I’ve always known that someday I’d write about Elizabeth Bishop’s ‘One Art’, I just didn’t know why. Because I sometimes feel like the grieving poet; slippery, hollow, slightly as vague and just as selfish. ‘One Art’ speaks of a world not seen, a love not known, a place where nothing is owned and so nothing is ever lost.
“then practice losing farther, losing faster — places and names and where it was you meant to travel. None of this will bring disaster”.
Once you accept the first great loss that rips you apart, the second feels like a drawn-out scratch on your skin, the third, a mere annoyance — like a fly at the mouth of your Coke bottle. Soon, losing anything will become a game you play with yourself to see how quickly you become whole again after coming undone, over and over.
But time is a cruel but dedicated tutor, life happens and nothing truly comes without a price.
Maman used to tell me I had the wandering eyes of an infant child. “You always want everything”, she would add. In truth, I am in awe of the world. That every feeling is a different sensation, every human person, a universe of cells and chemicals on their own, that everything we see and touch — leaves, trees, rocks — are cut so finely and precisely that nothing ever stands out of place.
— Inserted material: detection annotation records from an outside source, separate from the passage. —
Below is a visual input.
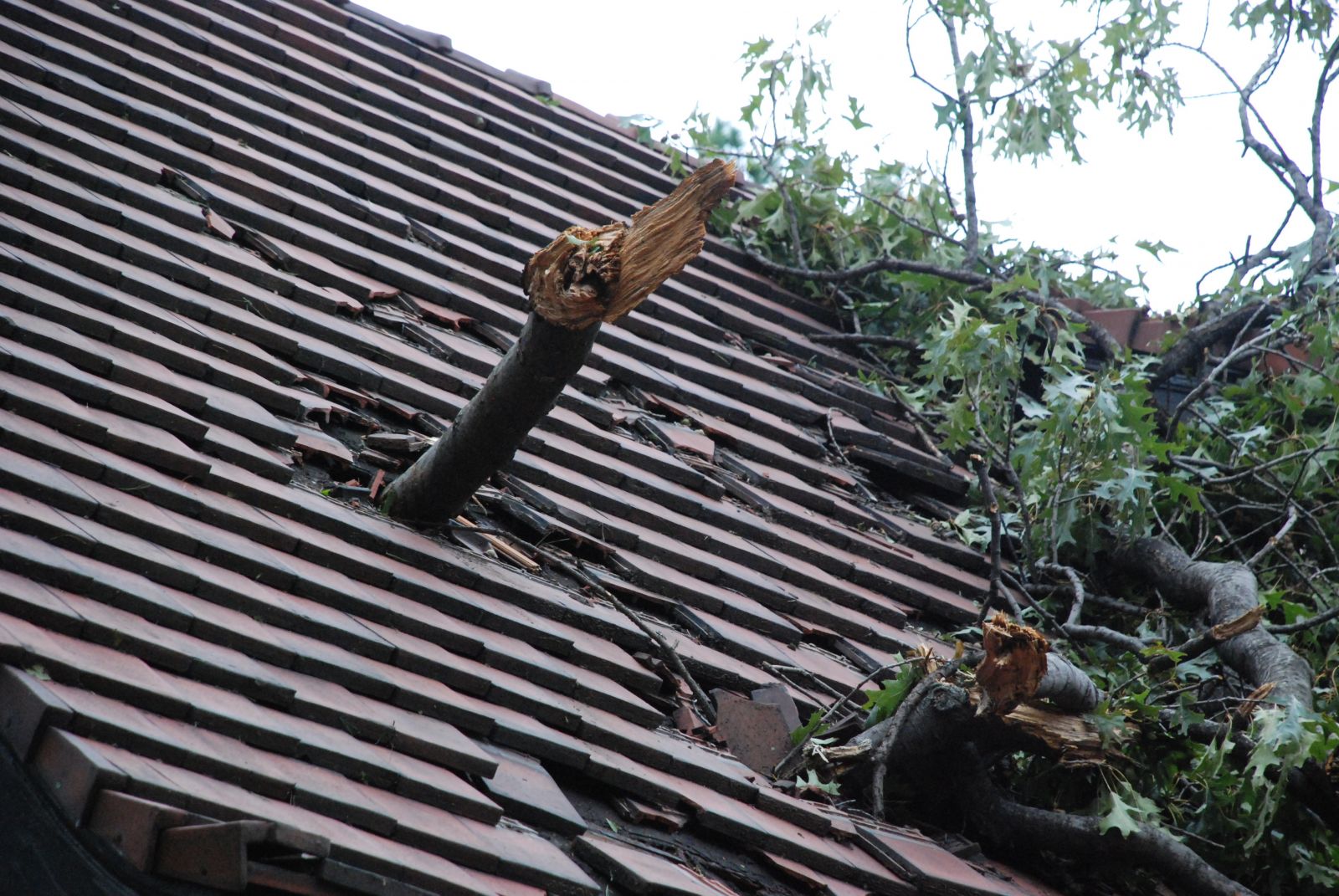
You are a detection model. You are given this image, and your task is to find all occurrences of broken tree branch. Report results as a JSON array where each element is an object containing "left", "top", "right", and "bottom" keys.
[
  {"left": 1149, "top": 301, "right": 1277, "bottom": 388},
  {"left": 382, "top": 160, "right": 735, "bottom": 524},
  {"left": 1116, "top": 539, "right": 1312, "bottom": 709}
]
I’ve managed to keep most of my childlike lust for life over time, but its ephemera has disillusioned me. A young maid taught me when I was eight that naivety is a curse of the curious mind. All I did was stare at my reflection in her glassy eyes as her palm spread wide and slipped into my boxer shorts. Three years later, I’m learning the concept of forever is a myth. My ‘best friend for life’ is dead from internal bleeding after her parent’s fleeing maiguard gave her ‘something’ inside his room. One morning after my sixteenth birthday, I’m driving Maman to the airport, out of a marriage she could no longer make excuses to stay in. Just before backing away into departures, she pulls me into a hug and whispered, “Dá rí jì mí, ọkọ mí” with a sniffle; a crimson goodbye and casual reminder that even the sacred bond of family will only remain if the people choose not to sever it.
Nothing is forever.
You see, the brilliance of mastering the art of losing is learning how to let go. Understanding that love comes with hate, joy comes with pain, and that the gray line between white and black will always be the thickest. For one with eyes like mine, the world is a playground in a sandbox. No matter how badly I fall, I go still dey alright. They never really tell you this, but once you numb off the reality of loss, you can pretty much do whatever you want.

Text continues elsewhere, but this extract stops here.